This note was originally published at 8am on December 05, 2012 for Hedgeye subscribers.
“Buying love is as stupid as loving money.”
Off the ice, I’m a sometimes cuddly Thunder Bay bear. And since it’s the holiday season, I decided to spread some of the holiday cheer and went shopping yesterday. I love buying things on sale, so I bought some US Consumer stocks. Why some people only buy these things when they are green is still beyond me.
Clearly, buying the love here requires a suspension of disbelief. I get that. But I am also getting used to getting that. For most of 2012, the economy has not been the stock market. On global #GrowthSlowing, the bond market has been closer to the truth.
But what is the truth? That’s a question that people have been asking since Pythagoras did circa 530BC. I’m sure Christopher Columbus found some not so true truisms when he landed on the shores of Hispanolia today in 1492 too. We’re always learning something.
Back to the Global Macro Grind…
The truth is that it helps to know when someone is lying to you. For example, look at the fine folks of the Political Class in Greece. Today, the Greeks got the nod as the “most corrupt” country in the European Union. Nice. Must do more bailouts.
In other love-oriented news this morning, it turns out that France’s sperm count just dropped by 32%. Now, if you are a single French male getting taxed at 75%, that’s a problem. The good news is that this isn’t new news. The French study cited by BBC News Europe this morning goes back to 1989. Centrally planned life was not cited as causal.
On a more serious note, why would you love buying US Consumer stocks here? The reason for that is as simple as it has always been in our Global Macro Economic model – deflating the Bernanke’s Bubble (commodities) is a real-time tax cut.
I know, I know – the whole Marxist tax demagoguery thing is still a factor out there. And I’m certainly not trying to downplay the confidence interval you’ll need to have in the bottom-up research that will get you to buy something on sale (74% of companies issuing guidance so far in Q412 have guided lower ) - but tickle me with something that isn’t French this morning and humor me.
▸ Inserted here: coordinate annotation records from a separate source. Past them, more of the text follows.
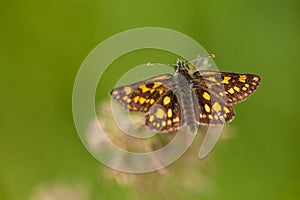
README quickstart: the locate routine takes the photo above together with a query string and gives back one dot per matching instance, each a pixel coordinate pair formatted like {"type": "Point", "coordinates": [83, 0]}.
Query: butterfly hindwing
{"type": "Point", "coordinates": [213, 109]}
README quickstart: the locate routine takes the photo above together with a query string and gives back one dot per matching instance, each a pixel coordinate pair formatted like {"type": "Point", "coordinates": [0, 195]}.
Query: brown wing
{"type": "Point", "coordinates": [235, 87]}
{"type": "Point", "coordinates": [140, 96]}
{"type": "Point", "coordinates": [165, 114]}
{"type": "Point", "coordinates": [217, 91]}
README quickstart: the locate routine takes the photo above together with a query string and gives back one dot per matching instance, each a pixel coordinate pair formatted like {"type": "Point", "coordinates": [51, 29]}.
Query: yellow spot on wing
{"type": "Point", "coordinates": [151, 118]}
{"type": "Point", "coordinates": [169, 112]}
{"type": "Point", "coordinates": [144, 88]}
{"type": "Point", "coordinates": [136, 99]}
{"type": "Point", "coordinates": [236, 88]}
{"type": "Point", "coordinates": [206, 96]}
{"type": "Point", "coordinates": [127, 90]}
{"type": "Point", "coordinates": [160, 113]}
{"type": "Point", "coordinates": [217, 107]}
{"type": "Point", "coordinates": [156, 84]}
{"type": "Point", "coordinates": [243, 78]}
{"type": "Point", "coordinates": [207, 108]}
{"type": "Point", "coordinates": [226, 79]}
{"type": "Point", "coordinates": [115, 92]}
{"type": "Point", "coordinates": [142, 100]}
{"type": "Point", "coordinates": [211, 78]}
{"type": "Point", "coordinates": [167, 100]}
{"type": "Point", "coordinates": [231, 91]}
{"type": "Point", "coordinates": [226, 110]}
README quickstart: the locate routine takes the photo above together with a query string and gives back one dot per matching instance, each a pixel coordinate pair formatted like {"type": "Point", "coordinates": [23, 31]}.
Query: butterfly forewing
{"type": "Point", "coordinates": [233, 86]}
{"type": "Point", "coordinates": [140, 96]}
{"type": "Point", "coordinates": [213, 95]}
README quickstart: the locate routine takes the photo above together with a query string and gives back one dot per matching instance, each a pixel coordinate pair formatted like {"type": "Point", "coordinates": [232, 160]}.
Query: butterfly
{"type": "Point", "coordinates": [188, 97]}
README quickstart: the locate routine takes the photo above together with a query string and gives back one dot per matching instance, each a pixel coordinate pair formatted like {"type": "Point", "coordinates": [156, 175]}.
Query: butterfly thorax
{"type": "Point", "coordinates": [185, 95]}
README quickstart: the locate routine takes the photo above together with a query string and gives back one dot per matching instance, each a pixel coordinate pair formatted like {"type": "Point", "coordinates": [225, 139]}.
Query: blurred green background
{"type": "Point", "coordinates": [42, 44]}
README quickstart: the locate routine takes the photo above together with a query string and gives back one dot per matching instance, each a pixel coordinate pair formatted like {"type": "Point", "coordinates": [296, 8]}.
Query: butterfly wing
{"type": "Point", "coordinates": [140, 96]}
{"type": "Point", "coordinates": [217, 91]}
{"type": "Point", "coordinates": [165, 114]}
{"type": "Point", "coordinates": [233, 86]}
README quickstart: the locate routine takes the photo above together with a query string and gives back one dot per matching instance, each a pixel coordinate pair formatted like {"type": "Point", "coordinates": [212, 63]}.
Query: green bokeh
{"type": "Point", "coordinates": [42, 45]}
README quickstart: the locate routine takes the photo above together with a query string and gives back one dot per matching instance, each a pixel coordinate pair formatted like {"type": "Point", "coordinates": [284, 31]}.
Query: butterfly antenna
{"type": "Point", "coordinates": [156, 63]}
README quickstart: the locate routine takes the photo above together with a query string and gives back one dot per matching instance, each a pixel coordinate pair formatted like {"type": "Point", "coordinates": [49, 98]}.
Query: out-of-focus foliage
{"type": "Point", "coordinates": [42, 44]}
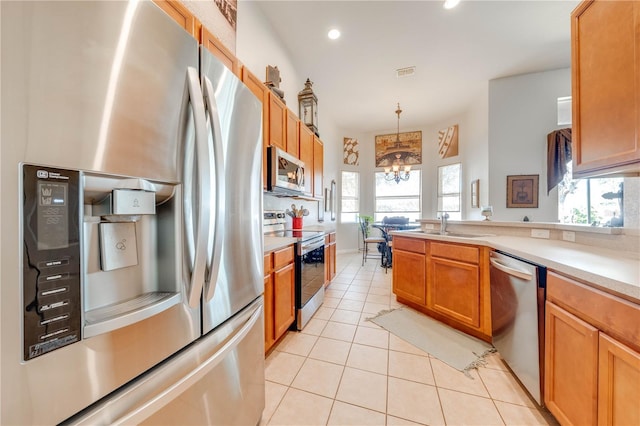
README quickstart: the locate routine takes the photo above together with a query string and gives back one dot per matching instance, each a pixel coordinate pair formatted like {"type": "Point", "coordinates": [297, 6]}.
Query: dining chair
{"type": "Point", "coordinates": [368, 253]}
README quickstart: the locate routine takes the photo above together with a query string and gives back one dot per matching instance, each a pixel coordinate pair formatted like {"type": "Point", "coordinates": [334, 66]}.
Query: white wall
{"type": "Point", "coordinates": [522, 111]}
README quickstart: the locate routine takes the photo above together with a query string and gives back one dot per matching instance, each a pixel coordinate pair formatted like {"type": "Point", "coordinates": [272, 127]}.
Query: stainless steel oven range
{"type": "Point", "coordinates": [309, 265]}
The immediate-term risk management setup for US Consumer Stocks is as follows:
- SP500 held its immediate-term TRADE support line of 1404 yesterday
- Consumer Discretionary (XLY) held its immediate-term TRADE line of $46.49
- Consumer Staples (XLP) held its immediate-term TRADE line of $35.28
From an intermediate-term TREND perspective, the Commodity Deflation setup looks equally bullish:
- CRB Commodities Index Inflation remains in a Bearish Formation (bearish TRADE, TREND, and TAIL)
- Brent and WTI Crude Oil prices remain in Bearish Formations as well ($111.58 and $92.20 TAIL resistance, respectively)
- Food Prices (Coffee, Corn – and don’t forget Wheat! “cream of wheat” –Woody Allen) are in Bearish Formations too
So, while deflation of certain asset prices may not be good for some in the Political Class, it’s really good for the Rest of Us. If they are going to tax everything and anything that isn’t locked down, we’ll take some back-pocket relief where we can find it.
What are the risks to Buying The Love in US (or Global) Consumption stocks?
- The Government
- The Government
- And, The Government
You see, it’s only the Government that can impose Policies To Inflate on its people. Bastiat and von Misses called it plundering. That’s what politicians do – they plunder you so that they get paid (that’s why they call your taxes, “revenues”).
Moving along… In other globally interconnected market news this morning:
- Chinese stocks stopped crashing (up huge overnight at +2.87% on the Shanghai Composite)
- Russian stocks = +1.75% today (out of crash mode as well, now only -17.5% from the March #GrowthSlowing top)
- Both Global Equity Volatility and Sovereign Bonds (Treasuries and German Bunds) are finally overbought
When bonds and volatility are immediate-term TRADE overbought, it’s easier to fall in love with stocks (for a day) too.
Our Risk Ranges (support and resistance) for Gold, Oil (Brent), Copper, US Dollar, EUR/USD, UST 10yr Yield, and the SP500 are now $1694-1711, $109.12-110.69, $3.54-3.68, $79.52-80.32, $1.29-1.31, $1.59-1.66%, and 1404-1419, respectively.